To address this, farmers are encouraged to use microbial inoculants—special preparations that contain beneficial organisms. These can be applied to the soil or coated on seeds before planting. For legume crops like beans and cowpeas, rhizobium inoculants are especially important for nitrogen fixation.
Facing new pest and disease threats
While indigenous seeds are often praised for pest resistance, this advantage can disappear when the seeds are planted in unfamiliar territories. Crops that are safe from weevils or aphids in Mbarara may face a totally new set of threats in Gulu or Lira.
“Pests and diseases are highly localised,” says Nsanga.
“One seed can be resistant in one region and completely vulnerable in another.” This means farmers must be vigilant.
Regular field scouting is crucial to detect any changes in plant health early. Integrated Pest Management (IPM) offers a balanced approach—combining crop rotation, physical barriers, beneficial insects, organic sprays like neem, and minimal chemical use.
“We must avoid heavy chemical reliance,” Nsanga cautions. “It can destroy soil life and create super-pests.”
Farmers leading the way
In Lira District, a group of farmers decided to test indigenous groundnut seeds brought from Mbale. Instead of planting across all their land, they began with a small trial plot. They amended their sandy soils with manure and organic compost, used microbial inoculants, and observed carefully.
“The results were amazing,” says Nsanga. “They got strong yields and better drought tolerance than expected. Even better, they saved seeds from the best-performing plants for the next season.”
This process, known as gradual acclimatisation, allows crops to slowly adjust to new environments.
Over a few seasons, farmers can develop a seed strain perfectly suited to their specific area, without relying on expensive research or external inputs.
Turning knowledge into practice
The success of indigenous seeds in new soils depends largely on how farmers manage the transition. Nsanga emphasises the importance of patience, experimentation, and knowledge-sharing. “Start small,” he advises.
“Do not gamble your entire farm. Use a small portion to test and learn. Monitor, adjust, and scale up slowly.” He also recommends that farmers mix and match—trying a few different indigenous seed types from various regions to see which performs best.

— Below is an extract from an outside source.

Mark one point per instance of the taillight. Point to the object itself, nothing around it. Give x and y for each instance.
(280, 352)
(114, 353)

Over time, this can build diversity and resilience in the farm. In addition, Nsanga calls for stronger government and institutional support, especially through: Local seed banks where farmers can access well-adapted indigenous varieties, Farmer training in soil testing, seed selection, and organic farming methods and affordable access to soil testing kits and microbial inoculants.
The role of research institutions
The National Agricultural Research Organisation (Naro) is actively involved in seed trials across Uganda’s diverse agro-ecological zones. These trials aim to understand how indigenous seeds behave in new regions, identify the best matches, and generate data that can help other farmers. “We are working closely with district extension officers to get this information into the hands of farmers,” says Ongua. “This is a national priority. Indigenous seeds are part of our heritage and key to our food security.”
He encourages more partnerships between research institutions and farmer groups, especially women and youth-led farming cooperatives. These groups often lead innovation in seed saving, organic farming, and local market development.